Elle se vend à 5,5 millions d’exemplaires sur cinq continents jusqu’à la fin de sa première génération en 1984, ce qui la place parmi les dix voitures les plus vendues de la décennie en Europe occidentale. La Renault 5 génère une gamme inhabituellement large : versions Club et TS pour les familles, Alpine à partir de 1976, puis Turbo en 1980.

La Renault 5 Turbo mérite une mention distincte. Son moteur est placé non pas à l’avant, comme sur la version de série, mais derrière les sièges, au centre du véhicule, une configuration empruntée aux voitures de course qui améliore l’équilibre du châssis et permet des accélérations plus vives. Avec 160 chevaux dans une carrosserie élargie, elle ne partage avec la Renault 5 ordinaire que son nom et quelques pièces extérieures. Jean Ragnotti remporte avec elle le Rallye de Monte-Carlo 1981. Cette bifurcation entre la voiture de grande diffusion et la version de compétition, sous un nom identique, constitue un exercice de gamme que peu de constructeurs de volume ont réussi avec autant de netteté.

1984 : l’intérieur devient le sujet

Le Renault Espace est commercialisé en juillet 1984. Matra en assure la production à Romorantin, dans le Loir-et-Cher.
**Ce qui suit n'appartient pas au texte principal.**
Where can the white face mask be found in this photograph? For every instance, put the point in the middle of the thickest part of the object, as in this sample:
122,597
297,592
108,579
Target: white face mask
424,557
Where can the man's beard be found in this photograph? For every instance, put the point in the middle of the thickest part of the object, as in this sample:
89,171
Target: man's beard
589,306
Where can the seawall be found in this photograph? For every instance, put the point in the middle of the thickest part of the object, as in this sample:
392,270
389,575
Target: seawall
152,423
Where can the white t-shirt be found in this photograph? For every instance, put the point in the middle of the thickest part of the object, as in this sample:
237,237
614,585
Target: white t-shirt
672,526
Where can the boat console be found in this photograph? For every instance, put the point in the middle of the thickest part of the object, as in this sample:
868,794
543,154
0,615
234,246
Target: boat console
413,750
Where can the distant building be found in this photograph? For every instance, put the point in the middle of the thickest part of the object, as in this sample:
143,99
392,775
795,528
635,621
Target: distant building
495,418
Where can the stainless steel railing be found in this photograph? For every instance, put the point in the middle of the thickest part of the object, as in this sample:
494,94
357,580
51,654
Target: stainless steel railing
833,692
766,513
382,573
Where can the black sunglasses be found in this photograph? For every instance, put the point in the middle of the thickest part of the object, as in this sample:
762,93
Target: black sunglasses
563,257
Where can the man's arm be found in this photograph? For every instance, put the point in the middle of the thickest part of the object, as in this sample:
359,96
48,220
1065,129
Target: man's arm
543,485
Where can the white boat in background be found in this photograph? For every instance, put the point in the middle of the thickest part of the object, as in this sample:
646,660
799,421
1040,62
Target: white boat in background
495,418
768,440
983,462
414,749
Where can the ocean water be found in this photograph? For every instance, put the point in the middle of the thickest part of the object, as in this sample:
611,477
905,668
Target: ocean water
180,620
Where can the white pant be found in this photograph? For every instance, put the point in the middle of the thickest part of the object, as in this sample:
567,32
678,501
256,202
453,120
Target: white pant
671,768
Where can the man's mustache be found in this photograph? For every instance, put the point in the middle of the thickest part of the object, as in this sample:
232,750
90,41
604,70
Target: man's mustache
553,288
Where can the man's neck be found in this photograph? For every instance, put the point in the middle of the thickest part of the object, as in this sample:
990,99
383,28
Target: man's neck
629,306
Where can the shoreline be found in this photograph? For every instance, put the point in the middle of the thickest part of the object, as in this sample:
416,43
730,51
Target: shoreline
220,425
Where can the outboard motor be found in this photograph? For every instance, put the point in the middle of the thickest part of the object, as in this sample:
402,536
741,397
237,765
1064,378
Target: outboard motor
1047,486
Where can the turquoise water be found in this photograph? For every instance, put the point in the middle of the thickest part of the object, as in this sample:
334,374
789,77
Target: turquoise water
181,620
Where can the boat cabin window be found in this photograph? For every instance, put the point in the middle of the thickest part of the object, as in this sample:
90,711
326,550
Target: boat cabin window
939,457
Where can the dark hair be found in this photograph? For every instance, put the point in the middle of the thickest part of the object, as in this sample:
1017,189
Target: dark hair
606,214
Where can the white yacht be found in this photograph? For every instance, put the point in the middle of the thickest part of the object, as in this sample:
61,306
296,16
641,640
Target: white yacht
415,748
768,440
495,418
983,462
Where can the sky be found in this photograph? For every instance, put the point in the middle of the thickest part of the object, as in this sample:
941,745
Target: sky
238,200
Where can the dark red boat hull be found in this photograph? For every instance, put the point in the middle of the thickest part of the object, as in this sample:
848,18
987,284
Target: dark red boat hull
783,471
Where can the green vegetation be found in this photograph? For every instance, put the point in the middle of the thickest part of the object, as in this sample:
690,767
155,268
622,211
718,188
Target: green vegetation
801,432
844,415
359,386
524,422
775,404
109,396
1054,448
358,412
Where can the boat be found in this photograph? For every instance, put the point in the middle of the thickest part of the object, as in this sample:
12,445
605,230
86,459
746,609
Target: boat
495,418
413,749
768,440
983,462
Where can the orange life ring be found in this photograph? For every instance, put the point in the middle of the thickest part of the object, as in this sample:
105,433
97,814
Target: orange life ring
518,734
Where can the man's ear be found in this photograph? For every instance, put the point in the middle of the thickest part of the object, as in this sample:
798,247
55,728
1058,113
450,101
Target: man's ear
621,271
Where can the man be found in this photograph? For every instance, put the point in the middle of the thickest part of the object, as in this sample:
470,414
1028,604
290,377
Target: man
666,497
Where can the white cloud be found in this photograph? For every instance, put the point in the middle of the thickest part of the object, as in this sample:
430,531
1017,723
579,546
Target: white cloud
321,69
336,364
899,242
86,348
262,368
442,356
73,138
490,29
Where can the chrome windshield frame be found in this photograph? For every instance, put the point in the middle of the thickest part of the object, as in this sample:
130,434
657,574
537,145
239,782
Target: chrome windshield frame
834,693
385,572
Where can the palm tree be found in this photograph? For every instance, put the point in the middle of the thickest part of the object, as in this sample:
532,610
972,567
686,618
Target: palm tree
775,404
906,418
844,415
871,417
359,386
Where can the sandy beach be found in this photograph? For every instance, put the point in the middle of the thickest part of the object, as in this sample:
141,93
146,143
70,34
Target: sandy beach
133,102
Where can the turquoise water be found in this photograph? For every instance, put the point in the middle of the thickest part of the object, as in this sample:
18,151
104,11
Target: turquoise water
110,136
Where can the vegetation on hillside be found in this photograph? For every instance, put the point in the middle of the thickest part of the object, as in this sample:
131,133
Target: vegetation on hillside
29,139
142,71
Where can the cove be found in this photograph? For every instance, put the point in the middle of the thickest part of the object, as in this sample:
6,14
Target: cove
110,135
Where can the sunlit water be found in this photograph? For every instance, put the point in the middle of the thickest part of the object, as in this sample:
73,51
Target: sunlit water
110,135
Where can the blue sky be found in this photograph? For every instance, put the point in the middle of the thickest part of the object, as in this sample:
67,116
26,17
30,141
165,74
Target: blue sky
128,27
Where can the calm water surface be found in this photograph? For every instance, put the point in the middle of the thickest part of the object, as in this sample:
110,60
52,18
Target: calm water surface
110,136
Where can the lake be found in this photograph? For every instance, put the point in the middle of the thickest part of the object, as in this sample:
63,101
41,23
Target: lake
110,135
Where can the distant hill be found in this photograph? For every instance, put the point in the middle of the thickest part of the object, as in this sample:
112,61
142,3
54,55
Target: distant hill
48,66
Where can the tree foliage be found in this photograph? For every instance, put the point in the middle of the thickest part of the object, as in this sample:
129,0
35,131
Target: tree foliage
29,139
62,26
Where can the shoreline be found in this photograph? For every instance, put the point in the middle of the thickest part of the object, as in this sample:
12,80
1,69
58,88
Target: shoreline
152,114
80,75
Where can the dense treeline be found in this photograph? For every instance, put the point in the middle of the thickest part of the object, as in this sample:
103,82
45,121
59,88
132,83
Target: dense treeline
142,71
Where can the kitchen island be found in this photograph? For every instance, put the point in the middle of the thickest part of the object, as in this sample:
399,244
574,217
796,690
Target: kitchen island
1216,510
Les premières réactions des réseaux concessionnaires sont réservées : le modèle ne ressemble à rien de connu, et les vendeurs ne savent pas comment le positionner dans leur argumentaire habituel.

La voiture est haute, presque verticale de profil, avec des vitres latérales qui descendent très bas. L’intérieur propose sept places, des sièges individuellement amovibles, un plancher plat entièrement dégagé. Il n’existe rien de comparable en Europe dans ce format et à ce prix en 1984. Le mot « monospace » n’existe pas encore dans le vocabulaire commercial automobile ; il faudra quelques années pour que la catégorie soit nommée, puis systématiquement imitée.

Peugeot lance l’Evasion en 1994, dix ans après l’Espace. Ford et Volkswagen arrivent en 1995 avec la Galaxy et le Sharan. Fiat, Lancia et Citroën suivront avec leurs propres versions. Chacun de ces modèles répond, avec une décennie de retard, à ce que Renault avait mis sur le marché en 1984.

La compacité comme programme

La Twingo est présentée au Salon de Genève en mars 1992 et commercialisée en France à partir de janvier 1993. À sa sortie, les journalistes automobiles peinent à la situer : trop petite pour la clientèle des berlines compactes, trop originale pour les acheteurs de citadines conventionnelles.

Son architecture est celle d’un seul volume continu, sans coffre distinct, sans rupture de ligne entre l’habitacle et l’arrière de la voiture. Cette forme, dite « monocorps », permet de maximiser l’espace intérieur sans allonger la carrosserie : la Twingo offre quatre vraies places et une habitabilité comparable à celle de voitures dix centimètres plus longues. Patrick Le Quément, directeur du design de Renault, impose une face avant à deux grands projecteurs ronds qui deviendra l’une des signatures visuelles de la décennie. Aucun élément de la carrosserie ne provient d’un modèle précédent.

Ce que la Twingo impose, c’est une nouvelle manière de penser la petite voiture urbaine : non plus en retranchant des équipements ou de l’espace pour atteindre un prix bas, mais en trouvant une forme suffisamment intelligente pour que rien ne manque. Toyota répondra en 2014 avec la deuxième génération de son Aygo, repensé autour des mêmes principes de volume et de compacité. La première génération de la Twingo restera au catalogue sans refonte majeure jusqu’en 2007, quinze ans et plus de 2,4 millions d’exemplaires.